For private lessons, the music faculty moved towards using Zoom and Skype for one-on-one sessions, but instructors often struggle with volume issues, Abraham said.

Bayer uses one camera to teach private lessons over Zoom and another as a keyboard camera. He can’t play as much as he usually does with his students, but he strums along on a guitar that’s not plugged into an amp to feel more involved.

“It’s hard seeing people’s hands when you teach,” Bayer said. “I don’t get to walk around my students and check [their] posture. I teach guitar standing up so I can look on both sides of the neck and be very mobile. That has been very frustrating.”

The biggest challenge with private lessons, according to Abraham, was re-assessing how to conduct juries, the final examinations for private students where a student sings or plays in front of a panel, not including their teacher, for a separate adjudicated grade. 

Graduate arts management student Abigail Berman stepped up to spearhead the project of adapting the DPA’s system for program auditions, SlideRoom, to include a new module for juries. Students will be able to upload their jury exams for a panel to view.

In addition, senior recitals had to be rethought, and students were given a “palate of options,” Abraham said. Some could postpone their recital and receive an incomplete, or mutate the recital into a more lecture recital or more research-based product that would fulfill the interests and outcomes of the course. 

“Each student who's involved in preparing a recital, we’re basically approaching individually to make decisions and adjustments on a case of each individual performer and trying to figure out what’s right for them as they move into their career,” Abraham said. 


Finding hope in a changing world of arts education 

Even as students and faculty have gotten into the swing of things with classes, many still mourn the loss of performances and proper farewells. But at this point in the semester, most students understand there isn’t another option. Peterson believes that during this time artists can learn discipline, resilience, self-responsibility, rigor, and the value of technology and the Internet. 

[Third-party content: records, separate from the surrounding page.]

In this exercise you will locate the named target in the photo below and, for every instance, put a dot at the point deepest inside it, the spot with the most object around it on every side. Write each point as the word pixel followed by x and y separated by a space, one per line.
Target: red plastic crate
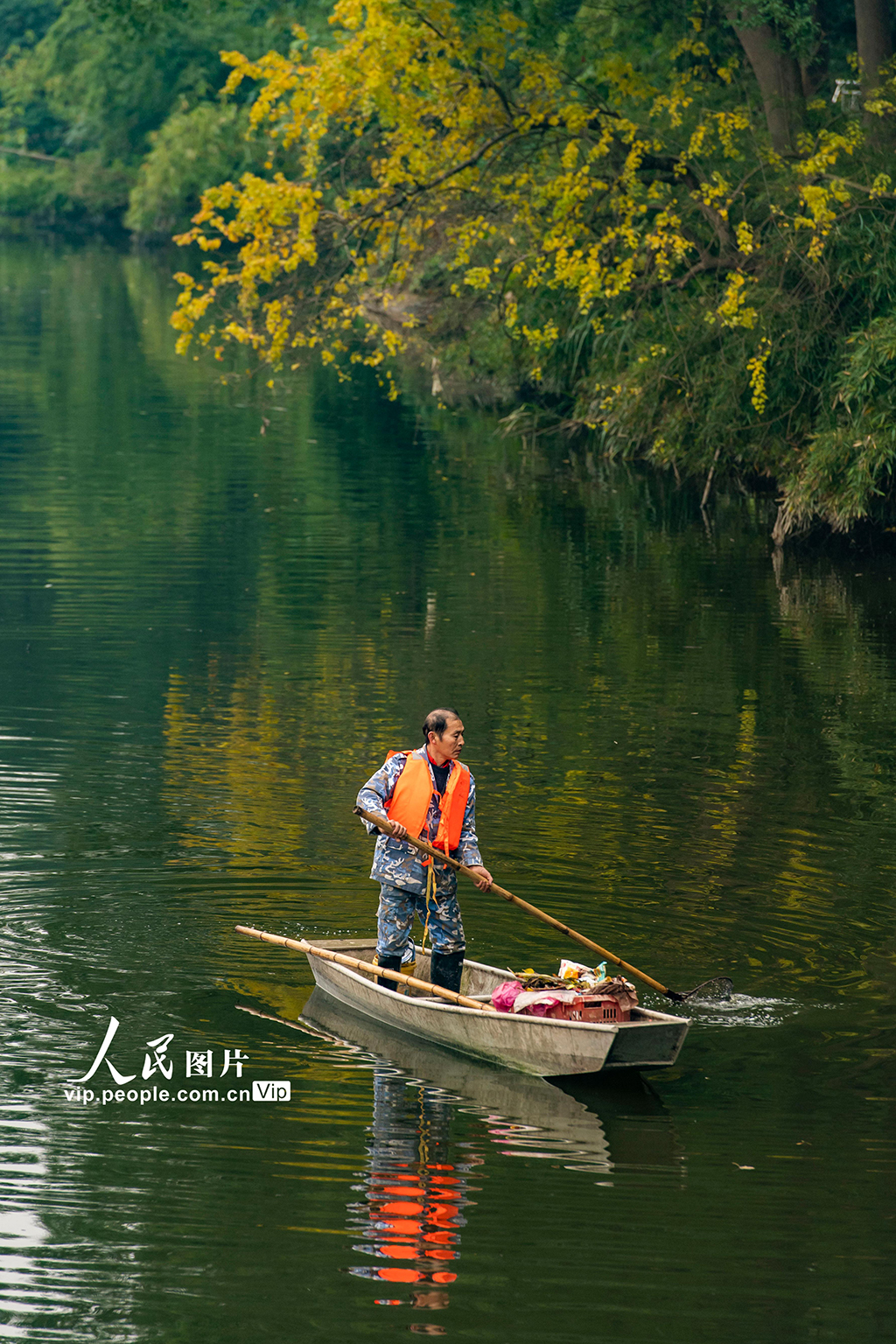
pixel 590 1008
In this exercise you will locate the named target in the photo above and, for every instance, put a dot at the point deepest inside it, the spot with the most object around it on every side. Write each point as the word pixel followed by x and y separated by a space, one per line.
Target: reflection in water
pixel 414 1194
pixel 207 637
pixel 416 1184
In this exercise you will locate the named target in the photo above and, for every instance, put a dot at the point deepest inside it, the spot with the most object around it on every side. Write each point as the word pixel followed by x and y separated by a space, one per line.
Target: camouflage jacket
pixel 394 860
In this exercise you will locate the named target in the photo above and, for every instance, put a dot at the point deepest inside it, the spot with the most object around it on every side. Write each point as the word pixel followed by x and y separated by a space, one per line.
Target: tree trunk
pixel 875 42
pixel 778 78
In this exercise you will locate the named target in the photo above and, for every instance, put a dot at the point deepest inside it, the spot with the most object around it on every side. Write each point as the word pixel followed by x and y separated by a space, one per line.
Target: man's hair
pixel 437 722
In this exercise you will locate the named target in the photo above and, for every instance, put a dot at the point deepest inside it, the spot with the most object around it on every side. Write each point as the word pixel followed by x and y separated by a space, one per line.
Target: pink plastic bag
pixel 506 993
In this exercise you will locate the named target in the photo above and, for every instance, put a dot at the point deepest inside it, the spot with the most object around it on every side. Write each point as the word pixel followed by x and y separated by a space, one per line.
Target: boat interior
pixel 477 982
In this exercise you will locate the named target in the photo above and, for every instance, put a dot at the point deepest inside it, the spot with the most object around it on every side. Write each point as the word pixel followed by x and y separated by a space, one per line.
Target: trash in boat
pixel 577 993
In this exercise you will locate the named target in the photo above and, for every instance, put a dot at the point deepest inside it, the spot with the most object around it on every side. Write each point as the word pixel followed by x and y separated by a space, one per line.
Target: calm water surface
pixel 208 637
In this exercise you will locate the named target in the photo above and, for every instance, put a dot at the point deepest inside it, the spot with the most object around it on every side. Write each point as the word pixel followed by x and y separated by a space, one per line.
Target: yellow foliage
pixel 416 135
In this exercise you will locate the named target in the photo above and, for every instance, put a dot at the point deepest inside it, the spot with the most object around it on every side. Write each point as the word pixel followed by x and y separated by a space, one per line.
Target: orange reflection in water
pixel 410 1218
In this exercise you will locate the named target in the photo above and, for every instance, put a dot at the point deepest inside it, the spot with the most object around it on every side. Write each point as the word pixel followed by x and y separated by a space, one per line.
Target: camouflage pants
pixel 396 922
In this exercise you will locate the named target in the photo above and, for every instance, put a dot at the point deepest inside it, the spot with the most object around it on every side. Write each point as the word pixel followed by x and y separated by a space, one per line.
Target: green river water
pixel 208 639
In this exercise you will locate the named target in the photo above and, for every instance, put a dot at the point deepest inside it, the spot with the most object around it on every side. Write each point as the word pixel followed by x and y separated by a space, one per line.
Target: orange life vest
pixel 411 800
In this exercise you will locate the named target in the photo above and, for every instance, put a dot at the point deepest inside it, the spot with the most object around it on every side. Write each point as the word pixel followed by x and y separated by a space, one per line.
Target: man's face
pixel 451 745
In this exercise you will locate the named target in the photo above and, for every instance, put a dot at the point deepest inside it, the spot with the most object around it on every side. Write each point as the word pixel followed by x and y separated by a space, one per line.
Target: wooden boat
pixel 540 1046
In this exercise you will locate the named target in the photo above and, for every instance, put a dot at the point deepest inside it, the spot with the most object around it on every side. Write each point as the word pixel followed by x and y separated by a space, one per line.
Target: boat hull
pixel 539 1046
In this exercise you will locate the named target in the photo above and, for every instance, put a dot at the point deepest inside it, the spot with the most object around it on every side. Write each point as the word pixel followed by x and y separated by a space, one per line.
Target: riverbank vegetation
pixel 667 230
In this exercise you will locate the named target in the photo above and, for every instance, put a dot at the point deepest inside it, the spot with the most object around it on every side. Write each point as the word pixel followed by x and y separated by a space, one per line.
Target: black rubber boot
pixel 446 970
pixel 388 964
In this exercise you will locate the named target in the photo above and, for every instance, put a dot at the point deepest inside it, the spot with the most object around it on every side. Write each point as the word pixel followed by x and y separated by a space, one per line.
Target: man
pixel 426 794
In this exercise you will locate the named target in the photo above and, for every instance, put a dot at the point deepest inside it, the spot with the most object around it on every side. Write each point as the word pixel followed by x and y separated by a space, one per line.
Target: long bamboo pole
pixel 383 824
pixel 341 960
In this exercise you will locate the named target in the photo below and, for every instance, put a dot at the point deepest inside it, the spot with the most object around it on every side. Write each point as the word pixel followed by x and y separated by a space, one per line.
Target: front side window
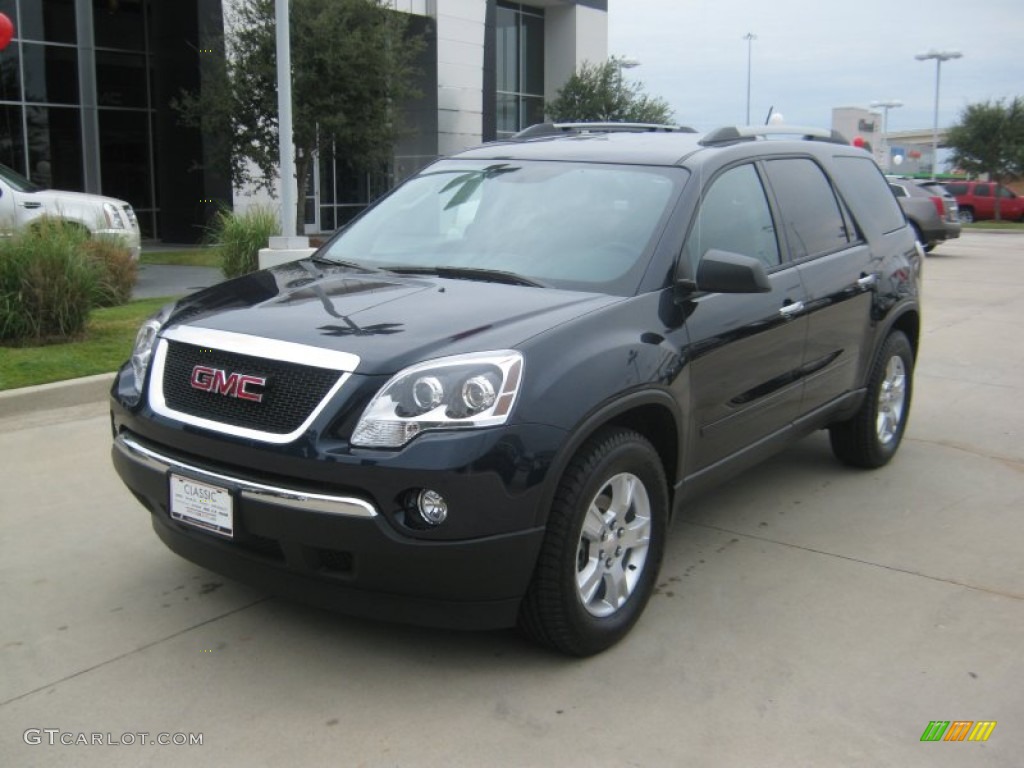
pixel 734 216
pixel 581 226
pixel 812 218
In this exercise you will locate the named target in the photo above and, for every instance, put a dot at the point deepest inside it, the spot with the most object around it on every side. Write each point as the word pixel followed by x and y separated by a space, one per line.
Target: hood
pixel 388 321
pixel 72 198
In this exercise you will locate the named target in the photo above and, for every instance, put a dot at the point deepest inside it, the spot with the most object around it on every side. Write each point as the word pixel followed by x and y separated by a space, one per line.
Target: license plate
pixel 207 507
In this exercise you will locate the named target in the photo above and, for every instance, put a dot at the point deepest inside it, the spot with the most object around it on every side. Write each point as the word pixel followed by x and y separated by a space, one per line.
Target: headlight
pixel 113 216
pixel 144 341
pixel 460 392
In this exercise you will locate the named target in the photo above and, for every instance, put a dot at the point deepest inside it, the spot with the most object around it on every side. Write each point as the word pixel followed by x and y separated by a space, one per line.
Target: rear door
pixel 836 268
pixel 745 349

“It is very difficult to pretend things are normal when they are not,” Peterson said. “And I think that’s something that I’m trying in my own practice to work through.” 

Peterson said she is also deeply concerned about recruitment and retention, especially since the dance program changed its course prefix to be “DNCE,” rather than “PERF,” for fall 2020. 

For now, DPA Chair E. Andrew Taylor believes that students can still learn from this experience, despite wrestling with the unknown and not being able to learn their discipline as fully as they can. 

“While we can’t teach or perform as we would have liked, this is absolutely an ongoing lesson into what a performing artist is and does. You work with what you’re given and you make it beautiful as best you can,” Taylor said.